La polarización también ha servido como coartada para aquellos que, habiendo sido feroces críticos de los gobiernos anteriores, hoy se abstienen de criticar prácticas y políticas de este gobierno muy similares a las tomadas por gobiernos anteriores, completamente contrarias a cualquier movimiento que se precie de ser de izquierda o humanista, e incluso, abiertas traiciones a los ofrecimientos de campaña de Morena. Críticos que gritaban en plazas contra la militarización y llamaban al expresidente Calderón “asesino” por los miles de muertos de todo el país, que crearon banderas como “No + Sangre”, hoy no dicen nada ante el agravamiento de la violencia, ni critican la política de seguridad que no ha logrado resolver el saldo sangriento. Nada dicen de estados como Michoacán o Zacatecas, donde el crimen organizado reina impunemente, como sucediera en sexenios anteriores. Tampoco ante la violencia que este gobierno comete todos los días contra los migrantes, a quienes se les caza, inclementemente para beneplácito de la política estadounidense; no, no se conmueven ante las víctimas, como antaño, sino que emprendieron una campaña de calumnias contra ellas cuando intentaron acercarse al presidente. Algunos, lejos de quedarse callados, se han sumado servilmente a la campaña militarizadora del presidente López Obrador, o han llamado “cuentos, telenovelas” al desabasto de medicamentos oncológicos de niños. Es decir, pasaron de ser críticos a ser propagandistas sin ningún escrúpulo, se sumaron a las narrativas gubernamentales sin el menor recuerdo de las críticas que tan vehementemente sostenían. Es increíble, pero a estos críticos del pasado, nada los desanima de apoyar al gobierno, ni el proceso de creciente militarización, ni las iniciativas de naturaleza innegablemente autoritaria de este gobierno como el decreto recién publicado que atenta contra todos los controles anticorrupción y la transparencia, ni el criminal manejo de la pandemia que ha dejado medio millón de fallecidos, ni el desmantelamiento de instituciones del Estado perfectamente funcionales, ni el asedio a las comunidades académicas del país.

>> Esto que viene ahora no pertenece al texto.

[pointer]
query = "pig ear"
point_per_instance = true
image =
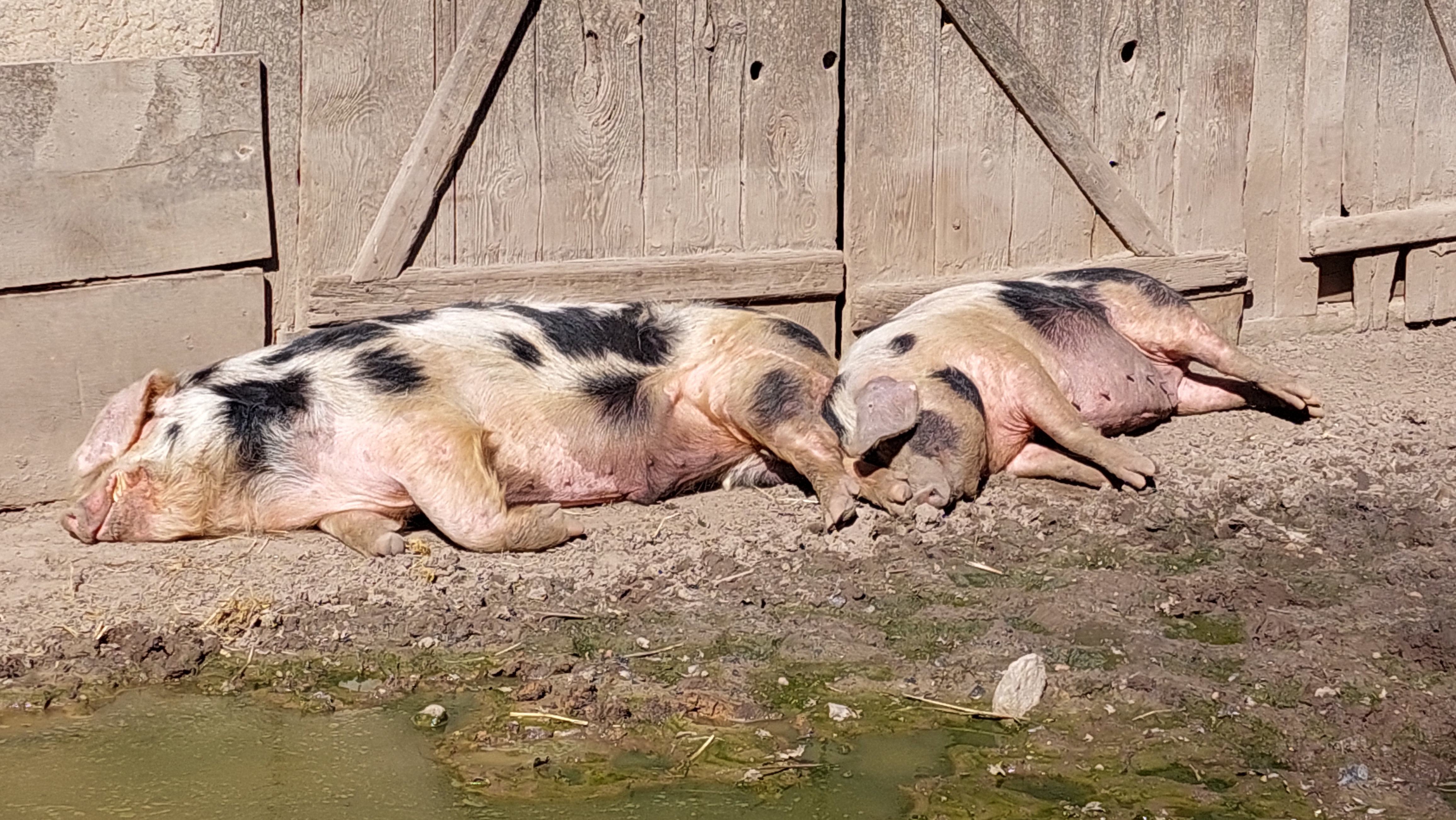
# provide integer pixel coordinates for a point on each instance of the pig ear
(883, 408)
(120, 423)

Vamos, ni los pobres, a quien el gobierno dejó desprotegidos, les importan. A ellos, lo que les importa es criticar a los críticos, a los medios, a los viejos villanos del país, y apoyar a un político ciegamente, aunque contradiga cada una de las cosas que prometió.
A estos aplaudidores, otrora críticos, no es necesario que nadie los llame a cuentas, como creen algunos. La historia lo hará, que no le quepa duda, querido lector.